I’ve been thinking about these six revolutions for decades, wondering if there is an analog in any other music, or for that matter any other art. I’ve come up dry, but of course I’m an amateur cultural historian at best. You can let me know if you come up with one.
This weekend, in honor of the centenary Jazz Spectrum devotes all of Friday and Saturday's programming – and both Overnight shows – to Miles’s music. Twelve hours, covering the full arc of his career from his bebop days with Bird and Diz through the electric period and beyond. We'll play all five tracks from Kind of Blue, but not consecutively – scattered across both evenings, each in a different context, which seems right for music that has always been about possibility rather than conclusion.

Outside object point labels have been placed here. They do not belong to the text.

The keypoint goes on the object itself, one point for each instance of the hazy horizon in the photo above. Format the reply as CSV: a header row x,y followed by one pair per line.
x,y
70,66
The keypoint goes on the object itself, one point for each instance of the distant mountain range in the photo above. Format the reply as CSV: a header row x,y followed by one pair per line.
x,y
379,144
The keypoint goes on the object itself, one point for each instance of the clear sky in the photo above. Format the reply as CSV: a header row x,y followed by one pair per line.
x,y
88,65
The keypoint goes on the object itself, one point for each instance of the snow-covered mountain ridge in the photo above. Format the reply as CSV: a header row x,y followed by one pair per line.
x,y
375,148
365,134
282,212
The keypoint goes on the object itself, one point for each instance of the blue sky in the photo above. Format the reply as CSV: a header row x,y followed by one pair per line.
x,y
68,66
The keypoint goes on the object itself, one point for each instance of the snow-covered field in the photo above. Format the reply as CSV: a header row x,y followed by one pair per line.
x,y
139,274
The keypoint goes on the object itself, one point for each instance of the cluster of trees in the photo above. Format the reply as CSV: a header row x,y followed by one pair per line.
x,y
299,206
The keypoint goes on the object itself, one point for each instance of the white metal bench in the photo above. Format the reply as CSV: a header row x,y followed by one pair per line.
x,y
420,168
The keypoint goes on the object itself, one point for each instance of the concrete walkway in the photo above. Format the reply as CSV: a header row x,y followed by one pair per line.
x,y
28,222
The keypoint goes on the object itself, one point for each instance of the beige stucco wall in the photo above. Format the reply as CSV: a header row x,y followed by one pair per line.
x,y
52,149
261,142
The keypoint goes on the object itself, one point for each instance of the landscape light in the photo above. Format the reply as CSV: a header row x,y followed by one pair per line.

Over the next three days I'll be posting reflections on different aspects of Miles's genius. Tomorrow: his collaborators – the musicians he drew into his orbit, and what his relationship with them tells us about how his vision worked in practice. Gil Evans and John Coltrane will get special attention, as we’ll think about those partnerships and what they tell us about a genius who needed other geniuses to fully realize what he heard in his head. Thursday: a close look at the Second Great Quintet, with special focus on why Miles was so uncharacteristically deferential to Wayne Shorter’s compositions, and also why the band defaulted to standards in their legendary live performances. And Friday: a few thoughts on why all of this still matters, a hundred years in.
Miles Davis would have turned one hundred today. The music sounds like it was made yesterday. Or tomorrow.